SAGAING —Seven policemen were killed in a raid by an unidentified armed group on a police outpost in Masein village, Kalewa Township on Sep. 18, according to locals. “The outpost was burnt down and everything was reduced to ash,” a local told DVB. Win Maung, a member of a Burma Army-backed militia was also killed and his wife was seriously injured in an attack in Kalewa Township in Sagaing on the same day.
KARENNI—One civilian was killed and two others injured in the Burma Army’s heavy shelling against Karenni resistance groups in Loikaw Township on Sept. 17. During the fighting, the hall of a village church and civilian houses were also damaged, according to locals. Battalion 2 of the Karenni Nationalities Defense Force (KNDF) stated that one of its members and three Burma Army personnel were killed in the fighting.

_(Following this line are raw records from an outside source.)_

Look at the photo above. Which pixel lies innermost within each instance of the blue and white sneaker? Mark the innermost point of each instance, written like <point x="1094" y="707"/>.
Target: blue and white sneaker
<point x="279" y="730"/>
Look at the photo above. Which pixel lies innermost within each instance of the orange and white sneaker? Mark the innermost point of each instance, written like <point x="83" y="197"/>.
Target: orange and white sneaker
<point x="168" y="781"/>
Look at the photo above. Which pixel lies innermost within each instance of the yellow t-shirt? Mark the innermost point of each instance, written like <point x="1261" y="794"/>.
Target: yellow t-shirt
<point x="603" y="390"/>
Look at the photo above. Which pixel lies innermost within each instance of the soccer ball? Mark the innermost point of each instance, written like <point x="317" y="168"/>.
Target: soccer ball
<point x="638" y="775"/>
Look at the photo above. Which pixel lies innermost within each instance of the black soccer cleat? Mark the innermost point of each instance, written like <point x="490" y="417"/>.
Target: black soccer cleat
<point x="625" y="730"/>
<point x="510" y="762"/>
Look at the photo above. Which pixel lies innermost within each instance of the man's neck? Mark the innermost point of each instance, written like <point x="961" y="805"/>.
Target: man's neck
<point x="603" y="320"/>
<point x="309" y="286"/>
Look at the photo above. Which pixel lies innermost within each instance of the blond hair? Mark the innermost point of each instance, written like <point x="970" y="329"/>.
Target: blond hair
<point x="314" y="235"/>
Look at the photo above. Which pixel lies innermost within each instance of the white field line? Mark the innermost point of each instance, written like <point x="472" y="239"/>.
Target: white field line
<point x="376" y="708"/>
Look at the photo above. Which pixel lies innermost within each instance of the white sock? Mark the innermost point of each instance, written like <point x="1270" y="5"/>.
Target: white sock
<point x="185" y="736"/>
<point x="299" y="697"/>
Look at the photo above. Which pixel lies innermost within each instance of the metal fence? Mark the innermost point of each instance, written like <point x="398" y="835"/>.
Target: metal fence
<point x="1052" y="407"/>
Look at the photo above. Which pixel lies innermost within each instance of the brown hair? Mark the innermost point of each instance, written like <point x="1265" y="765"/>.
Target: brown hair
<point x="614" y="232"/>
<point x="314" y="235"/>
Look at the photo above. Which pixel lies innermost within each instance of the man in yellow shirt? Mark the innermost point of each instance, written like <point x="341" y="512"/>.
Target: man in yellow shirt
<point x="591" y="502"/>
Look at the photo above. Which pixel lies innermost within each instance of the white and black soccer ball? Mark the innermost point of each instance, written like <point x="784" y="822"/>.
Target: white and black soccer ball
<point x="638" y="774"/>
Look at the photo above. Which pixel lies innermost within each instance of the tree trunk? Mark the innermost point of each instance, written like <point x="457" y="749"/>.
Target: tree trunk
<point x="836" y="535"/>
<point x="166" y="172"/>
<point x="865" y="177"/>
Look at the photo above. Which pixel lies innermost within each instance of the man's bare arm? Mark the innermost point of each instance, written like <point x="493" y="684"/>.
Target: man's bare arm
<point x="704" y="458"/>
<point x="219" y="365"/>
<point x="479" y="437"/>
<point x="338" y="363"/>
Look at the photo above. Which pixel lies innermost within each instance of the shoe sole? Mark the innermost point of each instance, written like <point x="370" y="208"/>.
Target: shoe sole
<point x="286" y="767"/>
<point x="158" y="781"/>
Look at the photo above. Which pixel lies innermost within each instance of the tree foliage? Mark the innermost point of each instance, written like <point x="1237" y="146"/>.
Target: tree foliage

KACHIN—An ethnic Lisu man from Myitkyina Township’s Alam Village was shot dead by the Burma Army on Sept. 18. His body was not returned to his family and was cremated shortly after his death. The incident took place while the Burma Army was conducting a search operation in and around Alam village for two of its soldiers who had disappeared. According to residents, the victim was shot dead near his home on his way to the river. The reason behind the murder of the 30-year-old man, who is a father of two children, is currently unknown. Villagers expressed alarm that the village would be burnt down as the Burma army threatened to do so if the two missing soldiers were not found. “They also shot at the village with guns and issued an order that no one was allowed to leave the village,” a local told DVB. Informant Elimination Team, a local defense force based in Myitkyina, claimed responsibility for the killings of the two missing captains on social media.
RAKHINE—The United League of Arakan/Arakan Army (ULA/AA) spokesperson Khine Thu Kha said the ULA/AA will accept Rohingya refugees back from Bangladesh when it can establish a relationship with the international community “as a government.” He made the remarks at a ULA/AA press conference held on Sep. 19. His statement was in response to a reporter’s question about the repatriation of Rohingya. “The international community and the Bangladesh government need to recognize the ULA/AA as a government to address this issue. The Bangladesh government and powerful states in the world, including the UN, need to give full support and stand with the ULA. When this reality is achieved, the ULA/AA’s refugee repatriation policy will be officially announced and resolved in the form of a mutually acceptable solution based on justice and peace for long-term coexistence,” Khine Thu Kha said. Nearly one million Rohingya refugees have been unable to return to their homes in Burma due to successive ethnic cleansing campaigns conducted by the Burma Army. Hundreds of thousands of Rohingya fled to Bangladesh following a genocidal campaign conducted by the Burma Army in 2017.
At the same press conference, Khine Thu Kha also claimed that nearly 100 Burma Army personnel have defected to the AA since the military coup. The spokesperson added that the defectors were being “well taken care of” by the AA and he called on more Burma Army personnel to defect.